Belediye Iş Eylem Egemenlik Binası

“İşçiye sandık değil hak verilmeli”

Musa Bozkurt, Başkan Cemil Tugay’ın “işçilerin önüne sandık konulması” yönündeki önerisine ise, “İzmir Büyükşehir Belediye Başkanı Cemil Tugay, sendikadan işçinin önüne sandık konulmasını talep ediyor. Ancak bu talepler, işçilerin doğrudan cebine giren haklarla ilgili. Cemil Tugay bizden, bazı maddeleri işçilere soralım, sandık koyalım diyor. Ama bunlar öyle basit maddeler değil; işçinin cebine giren paraları ilgilendiriyor. Şu anda işçiye ödenen ‘raporsuzluk’ ve 'ilave istihdam teşvik' ücretlerini kaldırmak istiyorlar.

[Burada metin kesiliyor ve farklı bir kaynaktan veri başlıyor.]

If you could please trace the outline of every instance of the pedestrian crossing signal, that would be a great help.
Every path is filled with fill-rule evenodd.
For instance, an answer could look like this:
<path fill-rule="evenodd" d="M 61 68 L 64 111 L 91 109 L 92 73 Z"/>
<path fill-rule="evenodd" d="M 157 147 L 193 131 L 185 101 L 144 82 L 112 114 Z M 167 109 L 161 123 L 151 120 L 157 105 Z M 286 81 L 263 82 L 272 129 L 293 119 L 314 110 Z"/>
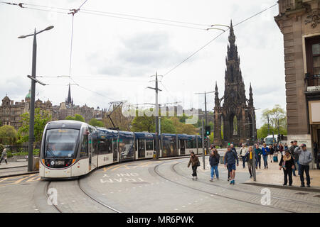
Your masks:
<path fill-rule="evenodd" d="M 206 135 L 209 135 L 211 131 L 210 126 L 206 126 Z"/>

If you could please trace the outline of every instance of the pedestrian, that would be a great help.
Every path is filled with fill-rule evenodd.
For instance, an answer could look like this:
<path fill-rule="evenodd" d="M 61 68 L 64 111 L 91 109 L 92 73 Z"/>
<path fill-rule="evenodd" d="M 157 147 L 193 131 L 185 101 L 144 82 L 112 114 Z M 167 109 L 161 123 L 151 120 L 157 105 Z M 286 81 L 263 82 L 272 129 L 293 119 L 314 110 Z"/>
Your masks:
<path fill-rule="evenodd" d="M 0 165 L 1 165 L 1 162 L 3 160 L 4 160 L 4 161 L 6 162 L 6 165 L 8 165 L 8 162 L 6 161 L 6 149 L 4 148 L 4 150 L 2 151 L 2 154 L 1 154 L 1 159 L 0 160 Z"/>
<path fill-rule="evenodd" d="M 230 177 L 231 181 L 230 184 L 235 184 L 235 160 L 237 160 L 237 166 L 239 166 L 239 159 L 238 158 L 237 153 L 231 149 L 231 146 L 227 147 L 228 151 L 225 154 L 225 167 L 227 167 L 230 172 Z"/>
<path fill-rule="evenodd" d="M 245 146 L 245 143 L 243 143 L 242 148 L 240 148 L 240 155 L 241 156 L 241 159 L 242 160 L 243 169 L 245 168 L 245 154 L 247 153 L 247 148 Z"/>
<path fill-rule="evenodd" d="M 299 155 L 299 173 L 300 175 L 301 187 L 304 187 L 304 173 L 306 172 L 306 187 L 310 187 L 310 175 L 309 175 L 309 164 L 312 162 L 312 154 L 306 149 L 306 145 L 302 143 L 294 149 L 294 153 Z"/>
<path fill-rule="evenodd" d="M 314 141 L 314 157 L 316 158 L 316 157 L 318 155 L 318 150 L 319 150 L 318 143 L 316 143 L 316 142 Z"/>
<path fill-rule="evenodd" d="M 225 155 L 223 156 L 223 163 L 225 163 Z M 230 181 L 230 179 L 231 179 L 231 178 L 230 178 L 230 171 L 229 171 L 229 169 L 228 169 L 228 165 L 227 165 L 227 171 L 228 171 L 228 178 L 227 178 L 227 180 L 228 181 Z"/>
<path fill-rule="evenodd" d="M 253 153 L 253 149 L 252 146 L 250 146 L 247 149 L 247 153 L 245 155 L 245 160 L 247 162 L 247 169 L 249 170 L 249 173 L 250 174 L 250 178 L 252 177 L 253 173 L 253 155 L 255 155 Z"/>
<path fill-rule="evenodd" d="M 220 155 L 218 153 L 217 149 L 214 148 L 211 151 L 211 154 L 209 157 L 209 164 L 211 167 L 211 178 L 210 182 L 213 181 L 213 175 L 215 173 L 217 179 L 219 179 L 219 171 L 218 170 L 218 165 L 219 165 Z"/>
<path fill-rule="evenodd" d="M 296 175 L 297 166 L 298 167 L 298 175 L 300 175 L 300 168 L 299 167 L 299 155 L 298 153 L 294 153 L 294 149 L 296 149 L 296 148 L 298 147 L 297 143 L 298 141 L 297 140 L 292 141 L 292 145 L 289 149 L 291 155 L 292 155 L 294 160 L 294 170 L 293 170 L 293 175 L 294 177 L 297 177 Z"/>
<path fill-rule="evenodd" d="M 273 154 L 274 153 L 274 147 L 270 145 L 269 146 L 269 150 L 270 150 L 269 156 L 271 157 L 271 162 L 272 162 Z"/>
<path fill-rule="evenodd" d="M 265 169 L 268 168 L 268 154 L 270 153 L 270 150 L 268 147 L 267 147 L 267 145 L 263 143 L 263 147 L 261 148 L 261 150 L 262 151 L 262 158 L 263 158 L 263 165 L 265 165 Z"/>
<path fill-rule="evenodd" d="M 259 164 L 259 169 L 261 169 L 261 155 L 262 154 L 262 150 L 259 148 L 259 145 L 256 145 L 255 148 L 255 168 L 257 170 L 257 165 Z"/>
<path fill-rule="evenodd" d="M 191 167 L 192 167 L 192 177 L 193 177 L 193 178 L 192 178 L 192 179 L 197 179 L 198 177 L 197 177 L 197 168 L 198 166 L 200 166 L 200 162 L 199 162 L 199 159 L 198 158 L 198 156 L 194 154 L 194 152 L 191 151 L 191 157 L 190 157 L 190 160 L 189 160 L 189 163 L 188 164 L 188 167 L 190 167 L 190 164 L 191 164 Z"/>
<path fill-rule="evenodd" d="M 284 147 L 286 146 L 286 145 L 287 145 L 287 143 L 284 144 Z M 288 147 L 288 146 L 287 145 L 287 147 Z M 282 155 L 283 150 L 284 150 L 284 148 L 283 148 L 282 143 L 280 143 L 280 144 L 279 145 L 279 151 L 280 152 L 281 155 Z"/>
<path fill-rule="evenodd" d="M 281 157 L 279 163 L 279 169 L 283 169 L 284 182 L 283 185 L 287 185 L 289 178 L 289 186 L 292 184 L 292 170 L 294 169 L 294 160 L 289 150 L 284 151 L 284 155 Z"/>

Bu ödemelerin kesilmesi, işçinin maaşından ortalama 5 bin lira eksilmesi demek. Zaten 50 bin lira maaş alan bir işçiden bu miktar kesildiğinde geriye pek bir şey kalmıyor. Geçim daha da zorlaşıyor” şeklinde yanıt verdi.

“Yetki işçiden alındı, sorumluluk bizde”

Bozkurt, sandık önerisinin sendikal temsiliyetin yok sayılması anlamına geldiğini vurgulayarak, “Cemil Tugay, sanki biz bu görevde atamayla bulunuyormuşuz gibi davranıyor. Oysa biz seçimle geldik. Bu yetkiyi doğrudan işçiden aldık. Yetki de, sorumluluk da bizde. Şimdi bu yetkiyi kullanmayalım, sorumluluğu işçinin omzuna yükleyelim diyorlar. Kusura bakmasınlar ama biz bu sorumluluktan kaçmayız. İşçi bize güvenip bu görevi verdi. Biz de onun hakkını savunmak için buradayız.

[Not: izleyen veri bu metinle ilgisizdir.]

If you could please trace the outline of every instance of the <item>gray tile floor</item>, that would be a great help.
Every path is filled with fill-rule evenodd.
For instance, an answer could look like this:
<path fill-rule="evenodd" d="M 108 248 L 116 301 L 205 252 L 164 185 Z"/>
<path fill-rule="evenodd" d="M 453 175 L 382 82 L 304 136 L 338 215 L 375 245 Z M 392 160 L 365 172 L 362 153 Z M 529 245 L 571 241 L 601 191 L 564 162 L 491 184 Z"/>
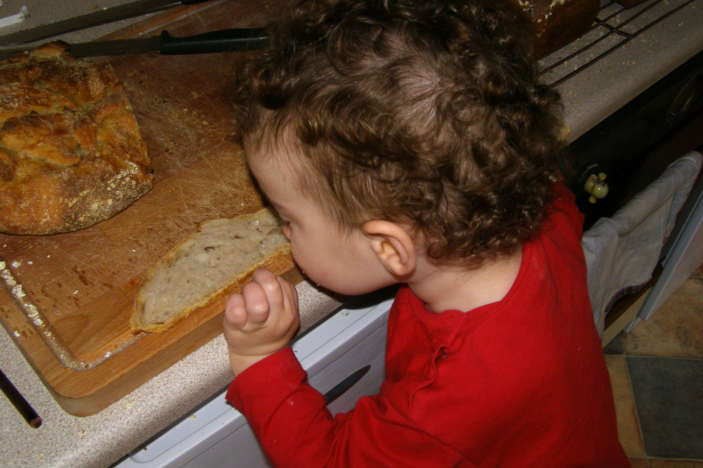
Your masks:
<path fill-rule="evenodd" d="M 636 468 L 703 468 L 703 276 L 605 349 L 620 441 Z"/>

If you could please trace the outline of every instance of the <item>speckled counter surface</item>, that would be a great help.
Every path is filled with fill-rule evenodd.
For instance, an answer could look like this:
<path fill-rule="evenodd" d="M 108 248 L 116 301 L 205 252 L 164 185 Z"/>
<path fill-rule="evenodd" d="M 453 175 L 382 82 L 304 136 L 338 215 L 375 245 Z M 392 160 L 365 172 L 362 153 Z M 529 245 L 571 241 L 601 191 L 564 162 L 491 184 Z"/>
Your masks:
<path fill-rule="evenodd" d="M 340 305 L 307 282 L 297 290 L 301 330 Z M 221 335 L 102 411 L 77 417 L 54 401 L 4 328 L 0 368 L 44 420 L 32 429 L 9 401 L 0 399 L 4 468 L 108 467 L 232 380 Z"/>
<path fill-rule="evenodd" d="M 9 2 L 6 0 L 6 5 Z M 6 11 L 7 15 L 13 13 Z M 0 8 L 0 15 L 5 14 Z M 702 49 L 703 0 L 695 0 L 587 73 L 559 85 L 571 130 L 568 140 L 575 140 Z M 573 64 L 564 65 L 569 66 Z M 553 81 L 557 73 L 548 74 L 546 80 Z M 304 328 L 339 304 L 307 283 L 298 290 Z M 44 421 L 39 429 L 31 429 L 6 399 L 0 399 L 2 467 L 108 467 L 228 385 L 232 377 L 224 339 L 219 336 L 106 409 L 77 417 L 54 401 L 4 330 L 0 331 L 0 368 Z"/>

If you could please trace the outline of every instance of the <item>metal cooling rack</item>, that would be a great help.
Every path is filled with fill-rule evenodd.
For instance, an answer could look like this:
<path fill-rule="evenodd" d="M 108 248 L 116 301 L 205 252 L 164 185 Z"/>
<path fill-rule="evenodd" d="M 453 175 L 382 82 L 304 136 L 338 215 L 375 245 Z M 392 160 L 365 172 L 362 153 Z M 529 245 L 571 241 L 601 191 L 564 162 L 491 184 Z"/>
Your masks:
<path fill-rule="evenodd" d="M 593 27 L 539 60 L 543 81 L 557 86 L 696 0 L 650 0 L 630 8 L 602 0 Z"/>

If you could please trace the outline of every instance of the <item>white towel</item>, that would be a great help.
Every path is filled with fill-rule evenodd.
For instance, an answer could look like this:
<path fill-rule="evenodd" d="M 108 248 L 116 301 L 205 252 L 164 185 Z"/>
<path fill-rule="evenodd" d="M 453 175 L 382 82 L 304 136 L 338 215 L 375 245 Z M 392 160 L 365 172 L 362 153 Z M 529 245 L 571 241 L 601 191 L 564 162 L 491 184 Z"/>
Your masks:
<path fill-rule="evenodd" d="M 599 333 L 612 302 L 652 277 L 701 164 L 696 152 L 677 159 L 612 218 L 600 218 L 583 233 L 588 293 Z"/>

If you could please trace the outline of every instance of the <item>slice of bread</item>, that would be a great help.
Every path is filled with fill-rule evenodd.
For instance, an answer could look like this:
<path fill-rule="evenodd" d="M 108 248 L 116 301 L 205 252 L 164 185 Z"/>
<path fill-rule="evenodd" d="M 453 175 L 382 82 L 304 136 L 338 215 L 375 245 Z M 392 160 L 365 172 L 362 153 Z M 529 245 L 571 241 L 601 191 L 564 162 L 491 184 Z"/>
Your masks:
<path fill-rule="evenodd" d="M 129 328 L 133 333 L 163 331 L 290 251 L 278 218 L 268 208 L 205 222 L 147 273 Z"/>

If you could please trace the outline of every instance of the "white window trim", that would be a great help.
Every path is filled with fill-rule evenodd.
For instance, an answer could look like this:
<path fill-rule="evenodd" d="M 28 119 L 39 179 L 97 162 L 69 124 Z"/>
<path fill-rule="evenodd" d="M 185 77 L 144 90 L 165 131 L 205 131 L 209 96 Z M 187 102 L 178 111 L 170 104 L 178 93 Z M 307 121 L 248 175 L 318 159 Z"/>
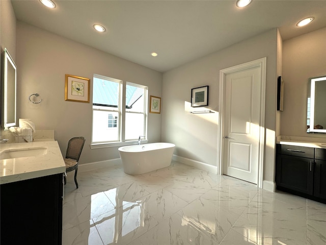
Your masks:
<path fill-rule="evenodd" d="M 142 144 L 148 143 L 148 139 L 142 139 Z M 110 147 L 124 146 L 125 145 L 136 145 L 138 140 L 130 140 L 124 142 L 105 142 L 102 143 L 93 143 L 91 144 L 91 149 L 98 149 L 99 148 L 107 148 Z"/>

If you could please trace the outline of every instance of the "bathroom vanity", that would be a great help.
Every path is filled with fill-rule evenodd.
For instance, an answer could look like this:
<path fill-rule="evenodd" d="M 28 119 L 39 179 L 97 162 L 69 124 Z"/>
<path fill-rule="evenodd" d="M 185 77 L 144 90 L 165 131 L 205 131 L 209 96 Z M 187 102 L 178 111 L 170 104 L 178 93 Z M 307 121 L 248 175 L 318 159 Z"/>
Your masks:
<path fill-rule="evenodd" d="M 1 244 L 61 244 L 63 173 L 57 141 L 0 150 Z"/>
<path fill-rule="evenodd" d="M 326 203 L 326 143 L 277 143 L 277 189 Z"/>

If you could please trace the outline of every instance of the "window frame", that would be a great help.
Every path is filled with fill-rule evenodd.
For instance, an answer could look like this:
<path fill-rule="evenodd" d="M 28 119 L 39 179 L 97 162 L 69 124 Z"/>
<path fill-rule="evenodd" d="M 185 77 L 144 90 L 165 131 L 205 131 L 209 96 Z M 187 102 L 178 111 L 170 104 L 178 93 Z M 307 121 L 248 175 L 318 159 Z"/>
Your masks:
<path fill-rule="evenodd" d="M 116 110 L 110 109 L 105 109 L 103 108 L 95 108 L 94 106 L 98 106 L 104 107 L 105 105 L 101 105 L 99 104 L 93 104 L 92 105 L 92 143 L 91 144 L 91 149 L 98 149 L 98 148 L 104 148 L 107 147 L 114 147 L 117 146 L 123 146 L 128 145 L 130 144 L 134 144 L 138 141 L 138 138 L 137 139 L 130 139 L 128 140 L 125 139 L 125 129 L 126 129 L 126 113 L 134 113 L 134 114 L 142 114 L 144 115 L 144 131 L 145 136 L 145 138 L 142 140 L 142 141 L 144 143 L 148 142 L 147 139 L 147 126 L 148 126 L 148 112 L 147 111 L 148 103 L 148 87 L 144 86 L 141 84 L 138 84 L 130 82 L 126 82 L 123 80 L 116 79 L 108 77 L 99 75 L 97 74 L 94 74 L 93 78 L 98 78 L 99 79 L 104 79 L 106 81 L 110 81 L 112 82 L 118 82 L 119 84 L 119 97 L 118 97 L 118 105 Z M 94 83 L 94 79 L 93 79 Z M 126 110 L 126 90 L 127 85 L 133 86 L 137 87 L 139 87 L 144 89 L 144 110 L 143 112 L 132 112 L 127 111 Z M 94 86 L 94 83 L 93 83 Z M 92 91 L 93 92 L 93 91 Z M 108 108 L 109 106 L 107 106 Z M 111 107 L 112 108 L 112 107 Z M 118 123 L 117 128 L 118 130 L 118 139 L 114 141 L 93 141 L 93 127 L 94 125 L 93 119 L 93 111 L 94 110 L 98 110 L 101 111 L 107 111 L 112 112 L 114 113 L 118 113 Z"/>

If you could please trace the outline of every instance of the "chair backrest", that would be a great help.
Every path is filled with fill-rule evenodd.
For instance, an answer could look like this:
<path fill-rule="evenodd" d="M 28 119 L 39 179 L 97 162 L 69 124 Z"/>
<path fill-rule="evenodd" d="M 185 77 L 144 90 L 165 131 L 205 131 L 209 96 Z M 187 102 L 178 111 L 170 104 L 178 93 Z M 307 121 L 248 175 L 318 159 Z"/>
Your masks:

Cemil Bey’e sormak lazım: İzmir halkı, sizin bir buçuk yıldır yaptığınız hizmetleri destekliyor mu? Madem işçinin önüne sandık koymayı savunuyorsunuz, o zaman siz de koyun sandığı. İzmir halkı memnunsa siz devam edin, değilse siz de bırakın” diye konuştu.

Beleediye Iş

“Gerçeği çarpıtıyor, halkla işçiyi karşı karşıya getiriyor”

368 işçinin performans bahanesiyle işten çıkarıldığını söyleyenlere karşı sendika sert tepki gösterdi. Musa Bozkurt, uzun yıllardır çalışan işçilerin hiçbir disiplin cezası dahi bulunmadığını belirterek, “Cemil Tugay bugün halkla işçiyi karşı karşıya getiren bir tutum sergiliyor. Kocaman yalanlar söylüyor. Ama unuttuğu bir şey var: Biz de halkız. Bu kentte yaşayan, çalışan, vergi veren yurttaşlarız. İşten atılmış olabiliriz ama hâlâ vatandaşız. 1030 işçinin işten çıkarılması demek, ailesiyle birlikte binlerce kişinin ekmeğiyle oynamak demektir. Üstelik bu insanlara hiçbir ödül verilmediği gibi, emekleri de yok sayıldı. Belediyeye yük olarak görüldüler. Ama bir yandan da ‘performansı düşük olanları çıkardık’ yalanı söyleniyor. Oysa işini düzgün yapan, yıllardır görevde olan insanlar da çıkarıldı. Bu açıklamalar gerçeği yansıtmıyor” ifadelerine yer verdi.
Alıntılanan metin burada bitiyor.